2) Avaliar os joelhos dos atletas, mediante exame físico e o protocolo subjetivo baseado no International Knee Documentation Committee – IKDC 2000;

3) Verificar a existência de diferenças entre os atletas de ambos os sexos.

CASUÍSTICA E MÉTODOS

A população de estudo foi formada por jogadores de futebol da 1ª divisão dos sexos masculino e feminino da cidade de Manaus no Estado do Amazonas, todos filiados à Federação Amazonense de Futebol (FAF). Segundo a FAF, existiam em Manaus no ano de 2001, quatro equipes profissionais de futebol de campo do sexo masculino e oito equipes amadoras de futebol de areia do sexo feminino, não havendo equipes de futebol profissional do sexo feminino. Aceitaram participar do estudo duas do sexo masculino, ou seja, 50% das equipes existentes, e três do sexo feminino, ou seja, 37,5% das equipes existentes na cidade. Todos os atletas foram entrevistados e examinados pelo autor durante o período de 01 a 30 de novembro de 2001.

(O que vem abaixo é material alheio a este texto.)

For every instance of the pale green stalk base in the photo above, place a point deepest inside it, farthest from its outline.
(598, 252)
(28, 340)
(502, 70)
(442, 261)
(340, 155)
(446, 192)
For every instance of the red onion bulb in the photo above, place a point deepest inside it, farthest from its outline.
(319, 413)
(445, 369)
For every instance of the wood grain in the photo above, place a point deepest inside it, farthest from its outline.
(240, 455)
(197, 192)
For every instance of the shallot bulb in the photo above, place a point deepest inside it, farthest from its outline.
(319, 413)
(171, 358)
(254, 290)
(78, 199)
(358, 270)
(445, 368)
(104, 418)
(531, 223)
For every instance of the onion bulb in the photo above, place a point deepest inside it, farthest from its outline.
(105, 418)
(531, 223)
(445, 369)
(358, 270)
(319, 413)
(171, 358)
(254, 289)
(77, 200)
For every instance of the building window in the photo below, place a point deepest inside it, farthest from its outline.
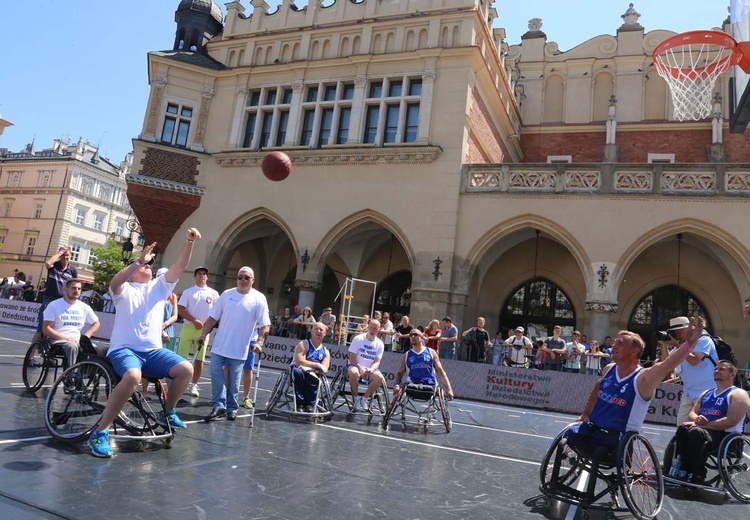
(30, 243)
(14, 179)
(45, 179)
(398, 100)
(75, 252)
(176, 124)
(119, 228)
(81, 216)
(98, 221)
(664, 158)
(267, 117)
(327, 114)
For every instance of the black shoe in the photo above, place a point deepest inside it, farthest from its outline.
(216, 413)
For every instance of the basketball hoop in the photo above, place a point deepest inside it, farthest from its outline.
(691, 62)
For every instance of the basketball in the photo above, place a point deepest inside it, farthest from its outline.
(276, 166)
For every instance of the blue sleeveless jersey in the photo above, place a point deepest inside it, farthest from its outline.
(316, 355)
(716, 406)
(619, 406)
(419, 368)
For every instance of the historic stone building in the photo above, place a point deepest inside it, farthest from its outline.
(66, 194)
(463, 175)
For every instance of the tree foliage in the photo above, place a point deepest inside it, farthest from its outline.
(108, 261)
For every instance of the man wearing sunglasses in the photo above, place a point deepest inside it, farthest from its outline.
(135, 347)
(240, 310)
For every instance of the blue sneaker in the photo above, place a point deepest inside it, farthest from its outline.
(99, 444)
(174, 421)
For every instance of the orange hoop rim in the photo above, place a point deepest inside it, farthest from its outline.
(699, 37)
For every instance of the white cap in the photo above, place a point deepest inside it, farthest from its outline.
(247, 269)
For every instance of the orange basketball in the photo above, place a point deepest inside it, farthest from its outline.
(276, 166)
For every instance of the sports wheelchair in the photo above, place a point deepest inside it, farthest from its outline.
(727, 467)
(77, 400)
(379, 401)
(282, 399)
(424, 401)
(40, 358)
(632, 469)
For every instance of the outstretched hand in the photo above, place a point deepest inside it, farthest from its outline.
(695, 329)
(147, 254)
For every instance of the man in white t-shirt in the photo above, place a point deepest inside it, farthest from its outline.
(194, 307)
(135, 346)
(240, 310)
(64, 320)
(365, 353)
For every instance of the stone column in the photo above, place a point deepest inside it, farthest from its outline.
(307, 289)
(157, 94)
(600, 322)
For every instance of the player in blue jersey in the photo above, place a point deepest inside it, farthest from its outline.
(717, 413)
(421, 364)
(619, 401)
(311, 359)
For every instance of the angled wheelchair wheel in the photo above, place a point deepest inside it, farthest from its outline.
(561, 465)
(36, 365)
(734, 466)
(640, 476)
(445, 411)
(76, 401)
(275, 395)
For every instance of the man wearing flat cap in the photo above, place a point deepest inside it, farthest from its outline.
(194, 307)
(697, 371)
(240, 310)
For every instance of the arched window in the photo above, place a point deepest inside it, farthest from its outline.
(394, 294)
(654, 311)
(538, 305)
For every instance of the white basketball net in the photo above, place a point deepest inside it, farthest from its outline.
(691, 71)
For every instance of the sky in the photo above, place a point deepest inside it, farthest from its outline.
(78, 68)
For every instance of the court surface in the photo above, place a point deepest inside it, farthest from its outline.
(486, 468)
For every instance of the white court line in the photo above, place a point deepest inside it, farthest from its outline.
(423, 444)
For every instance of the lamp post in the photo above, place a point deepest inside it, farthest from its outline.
(127, 246)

Inicialmente foi realizada uma entrevista com perguntas abertas e fechadas sobre os dados gerais de identificação, como nome, data de nascimento, sexo, idade atual, peso, altura e endereço, seguido de informações esportivas como lado dominante, tempo de prática do esporte, posição no campo e perguntas sobre se já sofreram entorse do joelho e os desdobramentos desta entorse quanto ao lado afetado, se durante jogo ou treino, qual mecanismo de lesão, tempo de afastamento, se necessitou tratamento médico e qual o tipo de tratamento. Os entrevistados que haviam sofrido entorse responderam 10 perguntas traduzidas do inglês sobre a avaliação subjetiva do joelho, segundo o protocolo do IKDC 2000 (International Knee Documentation Committee, 2000), com pontuação de 0 a 100(3).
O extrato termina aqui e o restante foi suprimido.